Выбрать главу

После первых же докладов я вместе с признаками нарочитого завоевания симпатий ведомства отметил у Половцова эту полную замкнутость в вопросах общего направления нашей внешней политики, так отличавшуюся от сазоновской искренности и лояльности. При Н.Н. Покровском с его антантофильскими настроениями в начале его министерства Половцов держал себя иначе, на Парижской конференции он выступил после неудачного начала уже открытым противником Германии, а в первые минуты Временного правительства пытался найти общий язык и с последним. Но при Штюрмере я не помню, несмотря на то что мне не раз приходилось касаться щекотливых вопросов, чтобы Половцов хотя бы раз проявил своё германофобство. Он не прерывал моего изложения, но никогда не высказывал и согласия с моими неизбежными по ходу дела теми или иными положениями, требовавшими проявления нашей солидарности с союзниками или же непримиримости в отношении Австрии и Германии.
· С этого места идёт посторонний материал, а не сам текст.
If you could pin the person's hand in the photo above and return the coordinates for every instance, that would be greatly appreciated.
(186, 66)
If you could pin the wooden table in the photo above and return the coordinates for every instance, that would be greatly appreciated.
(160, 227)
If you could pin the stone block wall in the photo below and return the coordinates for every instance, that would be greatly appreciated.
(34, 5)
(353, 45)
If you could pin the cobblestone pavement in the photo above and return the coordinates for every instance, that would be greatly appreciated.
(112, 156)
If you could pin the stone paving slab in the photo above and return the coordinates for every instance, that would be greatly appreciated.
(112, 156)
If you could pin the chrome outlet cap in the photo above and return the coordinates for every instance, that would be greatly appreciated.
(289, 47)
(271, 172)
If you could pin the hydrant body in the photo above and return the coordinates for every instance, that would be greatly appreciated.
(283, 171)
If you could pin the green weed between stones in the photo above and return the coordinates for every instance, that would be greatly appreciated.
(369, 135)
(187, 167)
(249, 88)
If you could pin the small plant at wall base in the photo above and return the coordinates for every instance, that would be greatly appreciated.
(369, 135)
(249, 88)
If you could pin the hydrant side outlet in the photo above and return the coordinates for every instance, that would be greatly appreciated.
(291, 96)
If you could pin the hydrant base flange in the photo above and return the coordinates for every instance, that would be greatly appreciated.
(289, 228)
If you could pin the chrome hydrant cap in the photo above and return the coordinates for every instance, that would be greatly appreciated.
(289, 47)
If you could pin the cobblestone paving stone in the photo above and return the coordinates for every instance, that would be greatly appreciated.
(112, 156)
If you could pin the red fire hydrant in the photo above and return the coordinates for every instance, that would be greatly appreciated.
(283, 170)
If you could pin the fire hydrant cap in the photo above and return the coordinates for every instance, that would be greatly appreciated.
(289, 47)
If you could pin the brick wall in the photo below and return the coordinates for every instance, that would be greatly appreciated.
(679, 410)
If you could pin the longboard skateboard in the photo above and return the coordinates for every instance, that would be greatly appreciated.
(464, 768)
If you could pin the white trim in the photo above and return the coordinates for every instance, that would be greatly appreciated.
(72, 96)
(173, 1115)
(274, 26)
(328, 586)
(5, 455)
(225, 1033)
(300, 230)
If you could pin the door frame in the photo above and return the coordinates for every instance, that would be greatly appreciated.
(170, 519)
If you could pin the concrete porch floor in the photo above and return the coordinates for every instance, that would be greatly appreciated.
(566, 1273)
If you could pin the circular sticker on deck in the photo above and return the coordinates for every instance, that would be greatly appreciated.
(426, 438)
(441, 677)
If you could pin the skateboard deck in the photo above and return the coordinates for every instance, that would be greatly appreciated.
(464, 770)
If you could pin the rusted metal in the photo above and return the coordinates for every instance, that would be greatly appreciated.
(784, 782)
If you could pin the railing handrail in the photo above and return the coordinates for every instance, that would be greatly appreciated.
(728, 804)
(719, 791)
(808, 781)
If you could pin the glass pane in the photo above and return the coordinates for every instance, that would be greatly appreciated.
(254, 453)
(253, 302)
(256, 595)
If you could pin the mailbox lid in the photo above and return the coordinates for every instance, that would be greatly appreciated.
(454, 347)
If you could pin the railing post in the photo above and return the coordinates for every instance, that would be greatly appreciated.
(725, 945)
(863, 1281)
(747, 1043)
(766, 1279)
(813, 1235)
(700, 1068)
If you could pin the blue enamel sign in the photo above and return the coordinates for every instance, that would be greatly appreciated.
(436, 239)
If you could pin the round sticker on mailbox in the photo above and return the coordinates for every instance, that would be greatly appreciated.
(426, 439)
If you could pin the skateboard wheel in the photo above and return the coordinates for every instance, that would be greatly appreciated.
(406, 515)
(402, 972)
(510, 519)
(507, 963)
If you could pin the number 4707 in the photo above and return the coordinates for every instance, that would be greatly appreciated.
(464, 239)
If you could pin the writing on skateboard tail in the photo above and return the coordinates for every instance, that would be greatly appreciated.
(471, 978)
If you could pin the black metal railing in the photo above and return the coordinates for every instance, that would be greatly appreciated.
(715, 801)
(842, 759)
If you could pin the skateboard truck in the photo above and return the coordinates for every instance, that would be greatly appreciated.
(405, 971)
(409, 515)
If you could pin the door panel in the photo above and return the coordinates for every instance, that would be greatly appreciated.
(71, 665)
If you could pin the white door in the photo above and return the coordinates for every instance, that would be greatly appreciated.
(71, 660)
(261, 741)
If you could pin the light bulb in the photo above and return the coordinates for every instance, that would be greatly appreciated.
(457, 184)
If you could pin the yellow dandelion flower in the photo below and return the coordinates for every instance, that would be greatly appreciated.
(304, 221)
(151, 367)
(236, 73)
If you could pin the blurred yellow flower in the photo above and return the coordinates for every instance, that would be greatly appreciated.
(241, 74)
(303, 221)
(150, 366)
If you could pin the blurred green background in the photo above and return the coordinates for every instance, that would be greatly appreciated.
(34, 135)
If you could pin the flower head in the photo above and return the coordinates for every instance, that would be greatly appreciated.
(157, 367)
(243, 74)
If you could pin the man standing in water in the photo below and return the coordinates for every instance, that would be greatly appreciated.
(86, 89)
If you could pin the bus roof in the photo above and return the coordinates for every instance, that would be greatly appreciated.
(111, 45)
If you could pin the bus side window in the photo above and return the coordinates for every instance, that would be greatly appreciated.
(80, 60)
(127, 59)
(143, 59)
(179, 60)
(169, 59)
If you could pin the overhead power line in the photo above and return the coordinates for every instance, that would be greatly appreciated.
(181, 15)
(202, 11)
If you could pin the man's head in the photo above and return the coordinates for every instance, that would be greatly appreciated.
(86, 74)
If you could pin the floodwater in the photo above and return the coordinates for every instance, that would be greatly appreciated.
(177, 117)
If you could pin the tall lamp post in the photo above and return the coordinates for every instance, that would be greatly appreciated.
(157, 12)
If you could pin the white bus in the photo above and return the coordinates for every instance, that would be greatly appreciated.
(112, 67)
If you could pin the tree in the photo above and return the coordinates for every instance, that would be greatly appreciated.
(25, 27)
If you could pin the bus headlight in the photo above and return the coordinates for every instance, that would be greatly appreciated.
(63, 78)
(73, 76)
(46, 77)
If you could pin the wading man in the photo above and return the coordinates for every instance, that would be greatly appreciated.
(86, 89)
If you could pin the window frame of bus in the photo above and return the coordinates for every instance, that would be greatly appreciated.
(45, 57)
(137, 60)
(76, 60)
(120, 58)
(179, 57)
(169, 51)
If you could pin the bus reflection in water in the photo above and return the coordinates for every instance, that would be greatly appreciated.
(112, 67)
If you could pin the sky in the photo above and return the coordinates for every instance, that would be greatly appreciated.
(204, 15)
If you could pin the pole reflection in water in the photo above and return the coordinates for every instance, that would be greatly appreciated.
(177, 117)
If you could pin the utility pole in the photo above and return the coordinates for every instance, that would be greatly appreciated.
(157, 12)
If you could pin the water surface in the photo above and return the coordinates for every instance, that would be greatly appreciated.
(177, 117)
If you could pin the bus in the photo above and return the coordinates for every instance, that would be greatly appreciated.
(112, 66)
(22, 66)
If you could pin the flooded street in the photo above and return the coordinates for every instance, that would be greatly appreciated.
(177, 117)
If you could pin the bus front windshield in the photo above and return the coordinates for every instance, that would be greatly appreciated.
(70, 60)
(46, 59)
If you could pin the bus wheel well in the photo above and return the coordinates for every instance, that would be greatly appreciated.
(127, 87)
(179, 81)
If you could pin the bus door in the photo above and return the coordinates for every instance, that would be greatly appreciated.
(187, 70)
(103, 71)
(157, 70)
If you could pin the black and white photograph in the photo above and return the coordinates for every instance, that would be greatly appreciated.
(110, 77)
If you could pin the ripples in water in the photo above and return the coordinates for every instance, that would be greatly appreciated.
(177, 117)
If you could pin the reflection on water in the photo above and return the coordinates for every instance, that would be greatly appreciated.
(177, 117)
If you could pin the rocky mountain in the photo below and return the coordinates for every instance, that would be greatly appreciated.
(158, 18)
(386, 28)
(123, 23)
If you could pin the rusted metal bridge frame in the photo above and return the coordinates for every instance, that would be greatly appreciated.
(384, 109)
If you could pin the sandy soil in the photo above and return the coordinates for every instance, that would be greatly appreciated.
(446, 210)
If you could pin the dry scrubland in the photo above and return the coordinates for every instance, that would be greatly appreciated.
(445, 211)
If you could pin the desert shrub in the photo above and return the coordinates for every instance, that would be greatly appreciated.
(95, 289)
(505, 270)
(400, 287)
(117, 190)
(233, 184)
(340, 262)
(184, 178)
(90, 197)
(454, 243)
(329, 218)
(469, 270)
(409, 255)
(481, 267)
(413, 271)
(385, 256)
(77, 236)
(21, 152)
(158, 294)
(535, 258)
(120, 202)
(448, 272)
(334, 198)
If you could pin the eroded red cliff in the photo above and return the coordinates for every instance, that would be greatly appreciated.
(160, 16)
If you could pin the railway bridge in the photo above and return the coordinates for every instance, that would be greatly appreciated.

При Покровском на подобных же докладах он уже держал себя совершенно иначе, высказывая сам взгляды убеждённого сторонника лояльного продолжения войны. Мои впечатления о перемене в Половцове при Покровском совершенно совпадали с впечатлениями всех тех, кому приходилось сталкиваться с Половцовым, и это флюгерство его не раз служило поводом для нашей общей тревоги за будущее нашего ведомства и всей русской внешней политики, если бы действительно обстоятельства сложились так, что Половцов заменил бы Нератова. Но, к счастью для России, этого не случилось.

Мне уже приходилось упоминать, что одной из обязанностей Арцимовича как товарища министра было участие в так наз. Малом совете министров, исполнявшем прежние обязанности Комитета министров, где в конституционную эпоху России заседали товарищи министров. Вместо Нератова, перегруженного чисто политической работой, ввиду малого значения для нашего ведомства дел, слушавшихся в этом Малом совете министров (дела главным образом финансово-экономического характера, утверждение и изменение уставов акционерных обществ и т.п.), от нашего ведомства присутствовал Арцимович. Тот занимался этим довольно добросовестно, но не с какой-либо практической целью, а потому, что это были те немногие функции общеправительственного характера, которые на него падали, и он был рад случаю поблистать в высшем петроградском бюрократическом свете (то что называлось «сферами»).

При Половцове на первом же моём докладе ему он не только чрезвычайно внимательно слушал и задавал вопросы, касавшиеся данного заседания, но и искусственно углублял мой доклад вопросами, имевшими по существу мало связи с предстоявшим Малым советом. Ясно было, что Половцов желает получить информацию по вопросам, имевшим тогда злободневное политическое значение. Для первых докладов это было бы простительно, принимая во внимание, что Половцов служил у нас в ведомстве больше 15 лет назад и на весьма скромных постах — в его «осведомлении» не было ничего подозрительного для начала его деятельности. Но когда с течением времени Половцов вместо однократного моего доклада по Малому совету министров стал от меня требовать доклада несколько раз по одной и той же ведомости по мере поступления в нашу Юрисконсультскую часть дел (заседания Малого совета происходили два раза в месяц, и канцелярия Совета министров присылала нам дела к этим заседаниям не сразу, а пачками, четыре-пять раз), то стремление Половцова войти в полный круг всех тех обязанностей, которые исполнял не Арцимович, а Нератов, бросалось мне в глаза.

В частности, тот разговор касательно мира и подготовки Юрисконсультской части для его заключения, о чём говорил со мной Штюрмер, разговор, который Нератов по наведении справок признал «висящей в воздухе интригой» и которому он решительно не хотел давать ходу, прося меня никаких шагов не предпринимать, так как они могли бы дать пищу для нежелательных толков, Половцов возобновил в гораздо более тонкой форме, чем начал его Штюрмер. Он не спрашивал меня, во сколько времени можно заключить мир и как его заключать, но подробно расспрашивал, какие в нашей части ведутся дела, имеющие отношение «к будущему мирному трактату». В ответ на этот вопрос я перечислил все дела, относившиеся к войне, а таковых было огромное количество, которые неизбежно должны были так или иначе быть отражены в мирном договоре.